Project description:Several de novo transcriptome assemblers have been developed recently to assemble the short reads generated from the next-generation sequencing platforms and different strategies were employed for assembling transcriptomes of various eukaryotes without genome sequences. Though there are some comparisons among these de novo assembly tools for assembling transcriptomes of different eukaryotic organisms, there is no report about the relationship between assembly strategies and ploidies of the organisms.When we de novo assembled transcriptomes of sweet potato (hexaploid), Trametes gallica (a diploid fungus), Oryza meyeriana (a diploid wild rice), five assemblers, including Edena, Oases, Soaptrans, IDBA-tran and Trinity, were used in different strategies (Single-Assembler Single-Parameter, SASP; Single-Assembler Multiple-Parameters, SAMP; Combined De novo Transcriptome Assembly, CDTA, that is multiple assembler multiple parameter).
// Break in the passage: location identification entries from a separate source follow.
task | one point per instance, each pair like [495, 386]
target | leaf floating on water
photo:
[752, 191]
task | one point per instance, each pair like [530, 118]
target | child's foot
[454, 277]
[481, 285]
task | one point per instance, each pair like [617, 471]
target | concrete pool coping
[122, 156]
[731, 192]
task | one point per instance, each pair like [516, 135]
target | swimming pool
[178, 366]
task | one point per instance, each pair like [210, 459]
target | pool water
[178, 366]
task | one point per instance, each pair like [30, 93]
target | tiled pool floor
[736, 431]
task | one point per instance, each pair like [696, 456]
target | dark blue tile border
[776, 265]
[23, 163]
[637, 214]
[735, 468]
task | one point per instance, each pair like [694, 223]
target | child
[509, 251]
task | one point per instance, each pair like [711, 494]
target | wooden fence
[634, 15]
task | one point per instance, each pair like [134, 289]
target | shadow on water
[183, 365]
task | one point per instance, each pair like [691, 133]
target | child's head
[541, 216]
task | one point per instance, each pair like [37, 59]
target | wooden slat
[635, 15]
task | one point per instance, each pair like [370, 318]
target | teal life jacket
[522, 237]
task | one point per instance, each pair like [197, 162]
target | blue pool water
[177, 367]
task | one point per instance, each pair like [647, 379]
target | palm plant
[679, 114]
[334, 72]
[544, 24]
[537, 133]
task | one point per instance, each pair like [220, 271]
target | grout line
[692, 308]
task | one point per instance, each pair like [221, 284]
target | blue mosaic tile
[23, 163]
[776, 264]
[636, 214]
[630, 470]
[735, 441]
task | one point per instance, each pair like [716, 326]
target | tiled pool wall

It was found that CDTA strategy has the best performance compared with other two strategies for assembling transcriptome of the hexaploid sweet potato, whereas SAMP strategy with assembler Oases is better than other strategies for assembling transcriptomes of diploid fungus and the wild rice transcriptomes.Based on the results from ours and others, it is suggested that CDTA strategy is better used for transcriptome assembly of polyploidy organisms and SAMP strategy of Oases is outperformed for those diploid organisms without genome sequences.